Hitting Rockbottom With Wallace Nutting

“I am under no illusions as to my pictures. I am not an artist, and it is most disagreeable to me to be called one. I am a clergyman with a love of the beautiful.”

I look for examples of antique furniture online. I’ve noticed an interesting phenomenon; museums have crummy websites. I bet they don’t think they’re crummy. I imagine they think they’re swell. More about that later.

I’m interested in Wallace Nutting. If you’ve never heard of him, that’s understandable. He’s not exactly Britney Spears, but he was fairly notable in his way. Born at the dawn of the Civil War, passed away at the start of WW II, to my endless amusement he hailed from a place called Rockbottom, Massachusetts.

He was the bluest of bluebloods. Pilgrim ancestors, Phillips Exeter Academy, Harvard. He was a minister, and then he started his second career as an antiquarian when he was about 45 years old. Sounds partly familiar. He first took pictures while out in the country, and later employed a staff of ladies to hand-tint them. They were nature scenes at first, and then he began to buy and renovate colonial houses, furnish them in period style, and depict domestic scenes using models dressed in period clothes. Here’s one called Backgammon:

They were often referred to as “chromos.” He sold ten million of them from a catalog. He wrote books about his peripatations. I have a copy of a few of them. They’re like reading a somber version of Henry David Thoreau’s Cape Cod. If Nutting ever told a joke, I’ve never heard about it. He made his contemporary, Calvin Coolidge, look like W.C. Fields in comparison.

He opened up a few houses as museums. He was always hustling, so you could pull something off the wall and buy it if you had a mind to. That brings us back to museum websites. Nutting was a colleague of a fellow with the triple barreled name of William Sumner Appleton. Appleton was a founder of the Society for the Preservation of New England Antiquities. Appleton and Nutting went in on some projects together, and Nutting contributed his words, pictures, and items to the Society.
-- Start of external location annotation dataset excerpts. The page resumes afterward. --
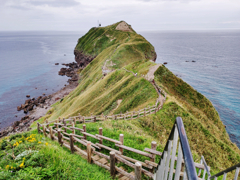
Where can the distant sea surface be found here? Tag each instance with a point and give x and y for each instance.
(27, 67)
(28, 62)
(215, 72)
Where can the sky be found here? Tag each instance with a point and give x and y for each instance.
(143, 15)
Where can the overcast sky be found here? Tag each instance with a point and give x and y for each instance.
(81, 15)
But Appleton and his SPNEA brethren didn’t like the taint of filthy lucre on their history. They had a falling out over Nutting’s commercialism, and they went their separate ways.
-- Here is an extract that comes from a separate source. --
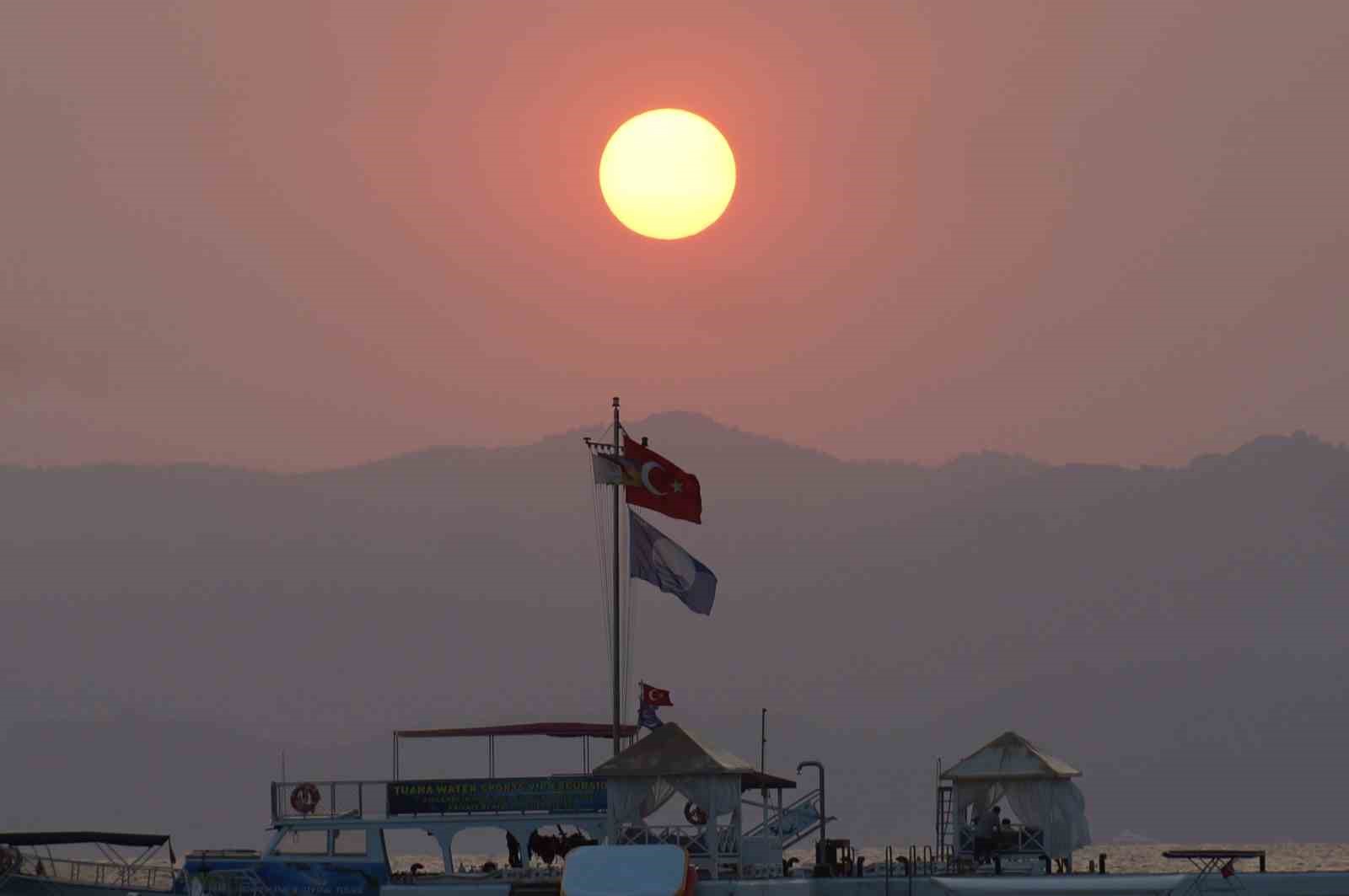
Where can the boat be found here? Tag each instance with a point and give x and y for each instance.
(29, 866)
Nutting opened up a shop making reproduction furniture. His furniture, though it’s less than a hundred years old, is collected as if it was original. His books are highly prized, though most are out of print. I refer to Nutting’s Furniture Treasury all the time.

I can find all sorts of information about Nutting and his furniture, furnishings, and opinions all over the place, for free or for short money. The SPNEA? I can’t help noticing their website parses out information with an eyedropper, desperately trying to coax you to spend some money to get them to part with it. They’re now trying everything they execrated Nutting for then, renting out restored properties for weddings, licensing copies of antiques and selling them, along with the usual begging.
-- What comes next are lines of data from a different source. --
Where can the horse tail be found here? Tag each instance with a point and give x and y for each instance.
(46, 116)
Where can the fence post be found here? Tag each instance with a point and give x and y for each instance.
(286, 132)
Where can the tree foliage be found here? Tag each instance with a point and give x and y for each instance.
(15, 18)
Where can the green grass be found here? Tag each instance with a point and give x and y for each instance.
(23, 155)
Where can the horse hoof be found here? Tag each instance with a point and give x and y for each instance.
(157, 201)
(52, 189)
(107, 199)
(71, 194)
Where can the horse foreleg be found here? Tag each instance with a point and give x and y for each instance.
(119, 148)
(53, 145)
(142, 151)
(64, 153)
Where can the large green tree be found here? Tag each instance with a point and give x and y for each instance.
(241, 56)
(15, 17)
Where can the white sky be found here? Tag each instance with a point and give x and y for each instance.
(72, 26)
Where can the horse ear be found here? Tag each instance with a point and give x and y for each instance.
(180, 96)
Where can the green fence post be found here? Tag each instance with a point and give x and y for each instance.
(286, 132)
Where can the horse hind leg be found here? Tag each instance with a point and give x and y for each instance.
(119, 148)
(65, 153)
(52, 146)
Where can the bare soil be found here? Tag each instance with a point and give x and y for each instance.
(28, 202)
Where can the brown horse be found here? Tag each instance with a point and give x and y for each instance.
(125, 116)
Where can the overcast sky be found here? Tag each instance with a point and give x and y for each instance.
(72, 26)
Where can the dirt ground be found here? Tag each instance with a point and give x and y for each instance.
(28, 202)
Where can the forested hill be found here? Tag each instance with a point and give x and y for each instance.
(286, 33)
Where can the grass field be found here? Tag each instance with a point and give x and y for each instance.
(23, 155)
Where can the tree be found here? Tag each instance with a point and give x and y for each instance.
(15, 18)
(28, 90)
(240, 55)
I can go to an auction house website, and get dozens of high-quality photos of all sorts of antiques, along with measurements and a little provenance, and it doesn’t cost a penny to look. The auctioneers aren’t doing it out of the goodness of their heart. But Adam Smith will tell you it doesn’t matter why it happens. The SPNEA website wants to show me a dreadful slideshow using the execrable RealPlayer plugin. No thanks.

No profit is made, no doubt, and thank god for that. It all must go to keeping trustfund babies employed at above market wages, harrumphing at cocktail parties about mercenaries like Wallace Nutting, and people like me too, I suppose, while they hoard the information they should be trumpeting everywhere and charge like a phone-sex line for what little they deign to mete out.

Hey, look how well that worked out for The New York Times. I’m sure it will turn out swell for the museums, too.